Si le FIJM n’accorde pas beaucoup de place aux artistes montréalais dans sa programmation, ce n’est pas par manque de qualité, selon Christophe Papadimitriou. «La scène montréalaise est en pleine effervescence, alimentée par une génération montante de musiciens issus des programmes de jazz de McGill, Concordia ou de l’Université de Montréal.»
Le jazzmen Samuel Blais est l’un des rares artistes à payer ses factures en poussant la note bleue sur les scènes montréalaises et new-yorkaises. Il comprend que le FIJM veuille varier l’offre de spectacles pour attirer un large public vers un style de musique qui peine à trouver sa place tant sur les ondes de la province que sur les tablettes des disquaires. N’empêche, il croit qu’il y a moyen de faire venir des grandes stars tout en encourageant davantage les artistes d’ici. «Je me souviens de la conférence de presse pour annoncer la programmation de l’édition 2009 du festival, raconte-t-il. L’organisation du FIJM avait fait venir un band de Miami, qui jouait de la musique tropicale. C’était la consternation chez les musiciens présents dans la salle: on aurait pu organiser un gig de vingt musiciens montréalais pour le prix de ce groupe venu de la Floride!»

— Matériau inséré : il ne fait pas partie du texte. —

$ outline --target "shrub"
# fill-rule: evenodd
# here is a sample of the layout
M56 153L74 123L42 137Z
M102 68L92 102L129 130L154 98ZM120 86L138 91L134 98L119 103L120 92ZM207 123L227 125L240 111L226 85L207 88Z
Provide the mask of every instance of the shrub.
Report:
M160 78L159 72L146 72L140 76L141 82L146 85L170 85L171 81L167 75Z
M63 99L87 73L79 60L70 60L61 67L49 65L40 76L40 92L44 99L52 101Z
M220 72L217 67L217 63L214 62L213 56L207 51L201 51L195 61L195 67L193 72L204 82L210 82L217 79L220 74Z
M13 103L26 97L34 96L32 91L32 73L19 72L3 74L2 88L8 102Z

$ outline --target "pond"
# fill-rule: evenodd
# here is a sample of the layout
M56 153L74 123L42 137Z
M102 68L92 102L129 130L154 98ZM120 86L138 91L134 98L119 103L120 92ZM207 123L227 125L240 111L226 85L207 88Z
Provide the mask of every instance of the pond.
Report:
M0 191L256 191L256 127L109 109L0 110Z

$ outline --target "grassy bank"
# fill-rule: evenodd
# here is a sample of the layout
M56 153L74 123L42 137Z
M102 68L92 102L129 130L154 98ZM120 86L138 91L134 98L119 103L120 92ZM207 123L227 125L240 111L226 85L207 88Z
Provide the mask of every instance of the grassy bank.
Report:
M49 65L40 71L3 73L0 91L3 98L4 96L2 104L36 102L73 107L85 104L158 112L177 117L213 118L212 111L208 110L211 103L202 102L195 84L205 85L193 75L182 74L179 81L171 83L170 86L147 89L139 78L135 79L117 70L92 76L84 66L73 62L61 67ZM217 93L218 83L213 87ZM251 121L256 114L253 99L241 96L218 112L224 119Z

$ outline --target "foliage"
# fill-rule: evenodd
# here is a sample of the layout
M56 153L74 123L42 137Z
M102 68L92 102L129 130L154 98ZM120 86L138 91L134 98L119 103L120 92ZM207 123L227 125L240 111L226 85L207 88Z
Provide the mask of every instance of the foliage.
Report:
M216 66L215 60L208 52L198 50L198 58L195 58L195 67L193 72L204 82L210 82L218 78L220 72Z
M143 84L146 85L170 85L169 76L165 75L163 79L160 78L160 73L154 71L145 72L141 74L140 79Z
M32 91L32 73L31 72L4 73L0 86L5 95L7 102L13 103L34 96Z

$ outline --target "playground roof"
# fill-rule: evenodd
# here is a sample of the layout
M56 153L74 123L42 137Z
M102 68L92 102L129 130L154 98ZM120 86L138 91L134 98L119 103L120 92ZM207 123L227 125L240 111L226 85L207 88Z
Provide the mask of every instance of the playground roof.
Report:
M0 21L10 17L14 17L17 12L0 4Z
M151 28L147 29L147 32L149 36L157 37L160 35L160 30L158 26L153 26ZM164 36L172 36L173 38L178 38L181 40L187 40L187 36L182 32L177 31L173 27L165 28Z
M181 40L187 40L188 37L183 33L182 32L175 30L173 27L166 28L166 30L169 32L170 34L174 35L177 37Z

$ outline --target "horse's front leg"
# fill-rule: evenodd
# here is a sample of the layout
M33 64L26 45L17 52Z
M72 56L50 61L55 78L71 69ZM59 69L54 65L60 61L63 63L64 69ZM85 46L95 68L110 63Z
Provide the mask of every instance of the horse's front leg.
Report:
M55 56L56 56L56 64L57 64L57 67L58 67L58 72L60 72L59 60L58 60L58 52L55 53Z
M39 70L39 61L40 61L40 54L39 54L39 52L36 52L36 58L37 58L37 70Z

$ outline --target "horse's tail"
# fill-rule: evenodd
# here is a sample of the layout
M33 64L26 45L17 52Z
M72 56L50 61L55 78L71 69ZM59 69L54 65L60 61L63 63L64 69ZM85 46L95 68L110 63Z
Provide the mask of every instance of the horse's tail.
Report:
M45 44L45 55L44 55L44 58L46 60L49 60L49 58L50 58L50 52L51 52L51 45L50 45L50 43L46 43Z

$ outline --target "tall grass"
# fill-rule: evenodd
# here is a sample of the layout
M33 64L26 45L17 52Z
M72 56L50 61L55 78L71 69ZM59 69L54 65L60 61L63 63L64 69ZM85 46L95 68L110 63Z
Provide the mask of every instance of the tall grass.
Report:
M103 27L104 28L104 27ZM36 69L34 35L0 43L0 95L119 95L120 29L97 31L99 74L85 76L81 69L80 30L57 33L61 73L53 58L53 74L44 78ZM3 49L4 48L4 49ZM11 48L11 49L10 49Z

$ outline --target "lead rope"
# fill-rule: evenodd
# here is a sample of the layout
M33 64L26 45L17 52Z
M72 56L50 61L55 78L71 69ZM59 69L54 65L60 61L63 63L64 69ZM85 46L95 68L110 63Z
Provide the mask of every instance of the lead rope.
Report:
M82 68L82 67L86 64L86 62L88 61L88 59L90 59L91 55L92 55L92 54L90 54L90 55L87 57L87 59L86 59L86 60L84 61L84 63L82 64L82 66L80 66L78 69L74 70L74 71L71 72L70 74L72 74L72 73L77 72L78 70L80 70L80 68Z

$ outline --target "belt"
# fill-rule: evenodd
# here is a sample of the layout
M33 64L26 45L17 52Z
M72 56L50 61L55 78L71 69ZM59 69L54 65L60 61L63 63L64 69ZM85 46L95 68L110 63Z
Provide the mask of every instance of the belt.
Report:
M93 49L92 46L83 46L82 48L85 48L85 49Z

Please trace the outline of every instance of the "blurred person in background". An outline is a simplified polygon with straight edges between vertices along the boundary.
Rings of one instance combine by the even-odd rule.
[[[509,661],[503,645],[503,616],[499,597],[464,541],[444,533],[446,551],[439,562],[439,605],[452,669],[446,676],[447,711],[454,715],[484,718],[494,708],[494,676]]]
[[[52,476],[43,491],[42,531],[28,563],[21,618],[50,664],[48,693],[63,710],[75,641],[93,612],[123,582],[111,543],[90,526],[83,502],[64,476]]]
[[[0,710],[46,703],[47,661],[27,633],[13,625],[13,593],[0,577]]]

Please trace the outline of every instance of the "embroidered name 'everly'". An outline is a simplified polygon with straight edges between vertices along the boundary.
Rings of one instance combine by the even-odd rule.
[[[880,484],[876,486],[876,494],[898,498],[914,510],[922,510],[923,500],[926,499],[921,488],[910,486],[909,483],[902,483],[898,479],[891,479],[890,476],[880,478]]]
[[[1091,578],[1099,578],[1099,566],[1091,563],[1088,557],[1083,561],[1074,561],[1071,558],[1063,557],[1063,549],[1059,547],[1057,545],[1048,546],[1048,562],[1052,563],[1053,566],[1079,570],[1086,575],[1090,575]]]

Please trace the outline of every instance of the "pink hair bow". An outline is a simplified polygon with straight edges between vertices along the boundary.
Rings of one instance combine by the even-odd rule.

Louis-Philippe Gingras ne croit pas que le jazz soit une musique inaccessible ou réservée à des intellectuels convertis, mais admet que le genre n’a pas la cote auprès du grand public. Les jazzmen connaissent bien la boutade: «Le jazz réussit à vendre des voitures, du parfum et des robes, mais il est incapable de se vendre lui-même.»